By Mbonu Onyinyechi Christiana
Female Genital Mutilation (FGM) also known as female genital cutting or female circumcision is defined by the World Health Organization (WHO) as any procedure that involves partial or total removal of the external genitalia and/or injury to the female genital organs whether for cultural or any other non-therapeutic reasons (WHO, UNICEF and UNFPA 1997).
FGM which is widely recognized as a violation of human rights is deeply rooted in beliefs and perceptions over decades and generations.
According to NDHS 2018 data reports made available by UNICEF during a Media Dialogue on Data Driven Reporting, 20% of Nigerian women age 15 – 49 are circumcised and 19% of Nigerian girls under age 15 are also circumcised.
The data report revealed that the overall proportion of women who are circumcised decreased from 25% in 2013 to 20% in 2018.
Owing to this report, the prevalence of circumcision in the country seems to be decreasing.

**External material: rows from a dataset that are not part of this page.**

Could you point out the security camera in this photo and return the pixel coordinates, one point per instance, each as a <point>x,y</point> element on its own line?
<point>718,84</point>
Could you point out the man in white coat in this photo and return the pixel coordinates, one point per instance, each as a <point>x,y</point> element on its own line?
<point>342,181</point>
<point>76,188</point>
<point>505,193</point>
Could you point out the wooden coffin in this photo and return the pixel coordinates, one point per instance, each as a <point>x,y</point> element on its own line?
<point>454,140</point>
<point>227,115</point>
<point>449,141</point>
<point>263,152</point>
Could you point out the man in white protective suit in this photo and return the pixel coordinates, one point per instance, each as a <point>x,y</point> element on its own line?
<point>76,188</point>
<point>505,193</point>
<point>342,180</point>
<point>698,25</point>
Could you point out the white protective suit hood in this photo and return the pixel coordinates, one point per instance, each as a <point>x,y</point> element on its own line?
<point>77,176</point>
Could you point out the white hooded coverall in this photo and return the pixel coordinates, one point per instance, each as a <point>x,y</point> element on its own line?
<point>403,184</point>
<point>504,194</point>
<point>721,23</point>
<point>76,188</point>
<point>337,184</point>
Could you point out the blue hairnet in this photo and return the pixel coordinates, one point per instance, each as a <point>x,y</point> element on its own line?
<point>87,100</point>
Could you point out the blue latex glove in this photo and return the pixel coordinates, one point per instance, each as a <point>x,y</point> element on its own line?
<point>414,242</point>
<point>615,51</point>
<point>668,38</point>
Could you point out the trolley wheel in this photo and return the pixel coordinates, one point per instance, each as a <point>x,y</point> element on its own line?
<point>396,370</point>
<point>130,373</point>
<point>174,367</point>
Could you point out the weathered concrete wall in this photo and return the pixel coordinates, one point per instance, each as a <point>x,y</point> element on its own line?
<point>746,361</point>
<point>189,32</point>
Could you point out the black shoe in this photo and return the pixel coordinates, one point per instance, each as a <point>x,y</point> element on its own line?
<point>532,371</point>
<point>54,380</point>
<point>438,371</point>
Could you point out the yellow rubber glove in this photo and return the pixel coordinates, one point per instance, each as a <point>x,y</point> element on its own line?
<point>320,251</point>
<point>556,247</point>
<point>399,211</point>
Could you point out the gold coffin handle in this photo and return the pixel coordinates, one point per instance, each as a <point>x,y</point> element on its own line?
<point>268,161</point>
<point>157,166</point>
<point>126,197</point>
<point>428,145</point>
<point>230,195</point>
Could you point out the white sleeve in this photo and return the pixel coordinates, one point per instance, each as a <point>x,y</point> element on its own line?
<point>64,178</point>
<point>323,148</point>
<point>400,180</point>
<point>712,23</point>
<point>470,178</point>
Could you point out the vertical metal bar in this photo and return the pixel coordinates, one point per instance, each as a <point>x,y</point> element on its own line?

Considering the ethnic groups in Nigeria, the prevalence of FGM is highest among Yoruba women (35%) and lowest among Tiv and Igala women (1% each).
Report further revealed that Urban women are more likely to have experienced FGM than rural women (24% and 16%, respectively) and the prevalence of FGM is highest in the South East (35%) and South West (30%) with the lowest in the North East (6%).
25% of circumcised women and 12% of women who are not circumcised believe that FGM is required by their religion while 46% of circumcised women and 79% of women who are not circumcised believe that the practice of FGM should not be continued.